(Bloomberg) -- Poland left its key interest rate at a record-low as its lack of urgency to raise borrowing costs becomes less out of step with global central banks.
While Polish inflation rebounded more than forecast last month and the zloty depreciates, the Monetary Policy Council kept its benchmark at 1.5 percent on Wednesday, as predicted by all 28 economists surveyed by Bloomberg. Maintaining the rate differential with major economies won’t be a challenge any time soon for Governor Adam Glapinski as he looks to extend Poland’s longest-ever policy pause at least through next year.
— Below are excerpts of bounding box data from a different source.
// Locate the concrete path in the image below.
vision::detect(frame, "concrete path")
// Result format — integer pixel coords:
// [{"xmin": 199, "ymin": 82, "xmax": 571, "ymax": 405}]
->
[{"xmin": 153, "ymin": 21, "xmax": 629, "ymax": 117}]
Already facing little domestic pressure to pull off the country’s first rate hike since 2012, the National Bank of Poland faces an easier path now that policy makers from Japan to Sweden are choosing to stick with easy monetary policy. In the neighboring euro area, the main destination for Poland’s exports, the European Central Bank last month avoided any discussion of its next steps toward ending bond buying amid signs that the bloc’s economic growth is faltering.
“As the Polish MPC strongly observes interest-rate parity, the recent slowing in economic expansion in the euro zone,” alongside a deceleration in price growth, “should both keep the ECB dovish and support the cautious MPC view on rates,” PKO Bank Polski SA economists led by Joanna Bachert said in a report.
Poland’s economy has for now been resilient to the slowdown elsewhere in Europe. Gross domestic product expanded faster than forecast last quarter, growing 5.1 percent from a year earlier. Meanwhile, inflation has remained in line with the central bank’s projection and is set to undershoot the 2.5 percent target this year and hover slightly above it in 2019. The annual consumer-price index rose to 1.6 percent in April.
The zloty is a concern, however, after a selloff in May put it on track for a fourth month of declines. In developing Europe this year, it’s the third-worst performer against the euro after Russia’s ruble and the Turkish lira.
The Polish currency snapped three days of losses on Wednesday, rebounding 0.2 percent to 4.2888 per euro as of 12:53 p.m. in Warsaw. Earlier this week, the zloty briefly breached 4.3 against the common currency for the first time since October.
Currency losses, in combination with a rally in oil, could spell trouble for eastern Europe’s biggest importer of energy, according to Pawel Radwanski, chief economist at Raiffeisen Polbank in Warsaw. Should fuel prices continue to rise at their current pace until the end of 2018 as the zloty retreats, inflation may approach 3 percent already at the start of next year, he said.
That would “certainly stimulate a discussion about the need to adjust monetary policy,” Radwanski said. “Some members of the committee may look with concern at the recent increase in oil prices in parallel to the zloty’s weakening.”